Comme je le craignais, ça s'était sérieusement rafraîchi. Dieu merci, j'avais ma culotte " Couilles Croisées " de Playsex. Le distributeur de billets n'était pas loin, près du commissariat et de l'endroit où j'avais laissé mon scooter la fois précédente. Je fis à Mélanie, toujours un peu sombre et boudeuse:
- " Ma chérie, la petite sait tout à notre sujet. Elle veut vivre avec nous. " Elle s'arrêta net:
- " Quoi? Qu'est ce que tu lui as raconté? " Je pris un air innocent, ce que j'étais après tout:
- " Moi, absolument rien, elle a tout deviné toute seule. Toi, par contre, tu as été trèèès bavarde… Et ne rajoute plus un mot à mon sujet, compris ? " Je retirai mes billets, et nous sommes rentrées au " Lolitas ". Je n'ai plus rien dit, les laissant se débattre dans leur quiproquo. Ça devait les occuper un moment… Elles sont passées devant la boîte sans s'arrêter, sans un mot pour moi.

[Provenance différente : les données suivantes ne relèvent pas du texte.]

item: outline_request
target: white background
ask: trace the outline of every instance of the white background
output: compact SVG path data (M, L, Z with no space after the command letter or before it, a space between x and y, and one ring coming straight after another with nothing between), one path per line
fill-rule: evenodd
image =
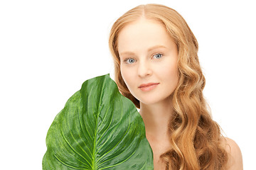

Deux heures approchaient. J'étais assis au bar, en devisant par moments avec Isabelle quand elle passait à ma portée. Elle finit par ne plus bouger beaucoup et par essuyer ses verres avec un bruit de grincement agaçant. Elle me confia d'un air grave, pendant que Chloé nettoyait rapidement les tables au fond de la salle:
- " Tu sais, elle a presque pleuré quand Caro lui a dit que tu étais partie aux toilettes avec Corinne. Elle y est même allée, pour voir si c'était vrai. Quand elle est revenue, elle était complètement abattue. Déconne pas avec elle, elle est assez malheureuse comme ça… " Je lui souris:
- " Ne crains rien, C'est Corinne qui m'a entraînée. Elle voulait que je lui confie des détails croustillants sur mes rapports avec mon mari. Je lui ai raconté que j'utilisais du matériel… Bref, elle voulait voir. C'est tout. Je ne veux pas la piquer à Mélanie après avoir tout fait pour qu'elles se mettent ensemble. Mais je crois que tu en as été un peu témoin… " Elle me sourit franchement à son tour:
- " Oui, Tu as raison… Je te fais confiance. Tu n'as pas l'air d'être une écervelée, contrairement à ce que j'entends sur toi… Et même bien pire. Mais la voilà… Elle en a plein les bottes, on dirait. " En effet: elle arriva vers nous en boitant un peu, son plateau lourdement chargé de verres, en poussant un gros soupir:
- " Ouafff! C'est plus de mon âge, ces conneries... J'ai l'impression d'avoir cent ans. " Elle posa péniblement son plateau sur le comptoir et tomba dans mes bras. Elle sanglotait doucement:
- " Tu m'as fait peur… J'ai cru que tu allais me larguer pour Coco… " Je lui tapotai l'épaule:
- " Mais non, mais non… Tu as bientôt fini? " Isabelle répondit pour elle:
- " Ça y est, elle a fini. Elle va se changer et elle va rentrer chez elle se faire dorloter un peu. Je terminerai. "

Chloé remercia son amie -une vraie, celle là- et courut tant bien que mal se changer. Elle revint au bout de deux minutes, avec les mêmes vêtements que la veille. Nous fîmes la bise à Isabelle. Comme nous allions partir, je fis à Chloé:
- " Tu ne te caches pas sous le comptoir, ce soir? " Elle rit, et me fit avec de grands yeux ingénus:
- " Mais je ne me cachais pas, je lui faisais une pipe! " Isabelle secoua la tête en riant:
- " Allez, barrez-vous, pauvres malades! " Nous ne nous sommes pas fait priées. Mais avant, je suis passée derrière le comptoir, j'ai pris le bouquet de roses en en donnant une à Isabelle, ainsi qu'un baiser sur la bouche. J'aime goûter aux femmes…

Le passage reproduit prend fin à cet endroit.